Transactions in ObjectBox

The ObjectBox database is transactional and fully ACID compliant. ObjectBox gives developers Multiversion concurrency control (MVCC) semantics.

What is a database transaction?

A transaction groups several operations into a unit of work. This unit of work (transaction) can either execute completely or not at all, but it cannot be "half-completed". Thus, you always know the status of your data. By definition a transaction must be ACID: A = atomic (either entirely completed or without any effect), consistent (conforming to existing constraints in the database), isolated (not affecting other transactions) and durable (persisted). This definition is based on Wikipedia, where you can dive deeper on database transactions, if that is what you are looking for.

ObjectBox is transactionally safe

Nearly all interactions with ObjectBox involve transactions, e.g. when you call Box put() a write transaction is used. Or for example, a read transaction is used, when you count() objects in a box. All of this is transparent to you, while you don't need to take care of it yourself.

In C++, it may be fine to completely ignore transactions altogether in your app without running into any problems. In C, you will need to use explicit transactions in some situations, such as reading objects.

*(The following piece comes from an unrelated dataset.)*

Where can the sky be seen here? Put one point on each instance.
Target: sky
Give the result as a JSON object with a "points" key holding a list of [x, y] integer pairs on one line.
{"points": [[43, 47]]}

Understanding the transaction basics can help you to make your app more consistent and efficient, especially if you are working on a complex application.

Explicit transactions

An implicit transaction is a transaction that is started automatically. An explicit one is started by a call to store.tx()/obx_txn_write(store)and is active until marked successful or aborted. By default, all Box operations run in implicit transactions unless an explicit transaction is in progress on the same thread. In the latter case, multiple operations share the (explicit) transaction. This means:

With explicit transactions, you control the transaction boundary. You can use this to improve efficiency and consistency in your app.

Advantages of explicit database transactions:

  • you can perform any number of operations and use objects of multiple boxes, while having a consistent view of the data,

  • running multiple updates/inserts is faster because it doesn't involve starting an implicit transaction each time,

  • being able to "roll-back" a transaction when an error occurs, potentially discarding changes from multiple updates.

Example for a write transaction which just inserts 1 000 000 objects (assumes an opened store & box):

obx::Transaction tx = store.txWrite();
for (int i = 1000000; i > 0; i--) {

Understanding transactions is essential to mastering the database performance. If you just remember one sentence on this topic, it should be this one: a write transaction has its price, and it's the same whether it's implicit or explicit.

Committing a transaction involves syncing data to physical storage, which is a relatively expensive operation for databases. Only when the file system confirms that all data has been stored in a durable manner (not just memory cached), the transaction can be considered successful. This file sync required by a transaction may take a couple of milliseconds. Keep this in mind and try to group several operations (e.g.putcalls) in one transaction.

Read Transactions

In ObjectBox, read transactions are very cheap. Unlike write transactions, there is no commit and thus no expensive sync to the file system. Operations like get , count , and queries run inside an implicit read transaction if they are not called when already inside an explicit transaction (read or write). Note that it is illegal to put (or do any other write operation) when inside a read transaction.

While read transactions are cheaper than write transactions, there is still some overhead to start one. Thus, for a high number of reads (e.g. hundreds, in a loop), you can improve performance by grouping those reads in a single read transaction (see explicit transactions above).

Multiversion concurrency

ObjectBox gives developers Multiversion concurrency control (MVCC) semantics. This allows multiple concurrent readers (read transactions) which can execute immediately without blocking or waiting. This is guaranteed by storing multiple versions of (committed) data. Even if a write transaction is in progress, a read transaction can read the last consistent state immediately. Write transactions are executed sequentially to ensure a consistent state. Thus, it is advised to keep write transactions short to avoid blocking other pending write transactions. For example, it is usually a bad idea to do networking or complex calculations while inside a write transaction. Instead, do any expensive operation and prepare objects before entering a write transaction.

Note that you do not have to worry about making write transactions sequential yourself. If multiple threads want to write at the same time, one of the threads will be selected to go first, while the other threads have to wait. It works just like mutex locks.

Locking inside a Write Transaction

Avoid locking (e.g. with a mutex) when inside a write transaction when possible.

Because write transactions run exclusively, they effectively acquire a write lock internally. As with all locks, you need to pay close attention when multiple locks are involved. Always obtain locks in the same order to avoid deadlocks. If you acquire a lock “X” inside a transaction, you must ensure that your code does not start another write transaction while having the same lock “X”.